La façon dont les ouvriers du bâtiment avaient transporté et déposé cette maison en kit était un véritable mystère. J'avais dû laisser mon véhicule hybride à une dizaine de minutes de là, tant la route était encombrée. « Tu vis dans une forêt, à quoi t'attendais-tu ? » me susurrait ma conscience. C'était elle, cette satanée « petite voix » émergeant toujours au moment critique, qui m'avait poussé à prendre une décision aussi radicale. Vivre perdue dans les bois. Sans électricité, sans eau courante. Avec une voiture que je ne comptais plus utiliser.

J'avais toujours été sensible à la douleur des autres. Ça avait commencé avec les animaux. Gamine déjà, la viande me dégoûtait. J'étais devenue végétarienne, puis végétalienne, puis végan. Ensuite, j'avais vu les effets néfastes de notre mode de vie. Les ours polaires squelettiques qui erraient sur la banquise. Les baleines à l'estomac rempli de plastique. Il n'était pas question que je reste sans rien faire. Me voilà donc, prenant enfin une décision sensée. Montrant la voie aux générations futures. Piétinant ces ancêtres responsables de notre perte.

Dans la terre, on distinguait encore la forme d'une tombe. Je crachais dessus. Peu importe qui avait été enterré là, il ne méritait que mon mépris le plus profond. « Concentre-toi. » Je n'étais pas venu pour ça. Ma première mission serait de désherber ce qui me servirait de potager. Pour être auto-suffisant, il faut un minimum de ressources à portée de main. A l'ombre d'un soleil radieux, je me mis donc à arracher les herbes folles.

Un frisson naquit au niveau de mes épaules et se faufila sous ma peau jusqu'à ma poitrine. Depuis quand faisait-il si froid ? En quelques minutes, le ciel s'était assombri et le brouillard était apparu. Il s'épaississait de secondes en secondes. J'avais presque fini de découvrir le sol. « Tu y es presque, n'abandonnes pas maintenant ! » m'encourageait ma conscience. Je me sentirai bientôt tellement fière d'avoir achevé ma besogne en une seule après-midi, grisée par la satisfaction du travail accompli, que je ne pouvais me laisser aller maintenant. J'abandonnai mes gants et commençai à débarrasser la terre de ces gangrènes vertes à renforts d'amples mouvements de bras. Il faisait presque noir et ma peau était recouvertes de ces petites bosses qu'on associe à la chair de poule. Pourtant, je n'y accordais pas d'importance : le sol était désormais à nu. Je remarquai un rectangle qui se dessinait devant moi. Encore une tombe... Sans savoir pourquoi, je ressentais moins d'animosité envers cette dernière. Je frottai légèrement la terre et découvris un prénom, à peine lisible.

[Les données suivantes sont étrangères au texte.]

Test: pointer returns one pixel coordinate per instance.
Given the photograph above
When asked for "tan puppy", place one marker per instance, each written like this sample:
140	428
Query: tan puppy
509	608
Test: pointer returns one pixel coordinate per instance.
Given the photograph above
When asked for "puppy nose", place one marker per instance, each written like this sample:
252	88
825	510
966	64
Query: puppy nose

-Rose-Marie, lus-je à haute voix.

Quel étrange hasard... C'était le nom que je me donnais petite ! C'est ainsi que je me présentais auprès de mes camarades et de mes professeurs. Je ne comptais plus le nombre de sermons qu'il m'avait fallu avant d'abandonner cette pratique.

Un puissant bruit de fracas me tira de ma contemplation. Je me levai à la hâte, un peu effrayée bien que consciente qu'il s'agissait simplement d'un arbre qui avait cédé aux bourrasques de vent. Je regardai autour de moi. Il faisait désormais nuit noire et le brouillard était si dense qu'on aurait pu le couper au couteau. Je rentrai dans ma nouvelle maison qui était presque aussi froide qu'au-dehors. Je n'y sentais pas de courant d'air mais le souffle du vent jouait en sourdine.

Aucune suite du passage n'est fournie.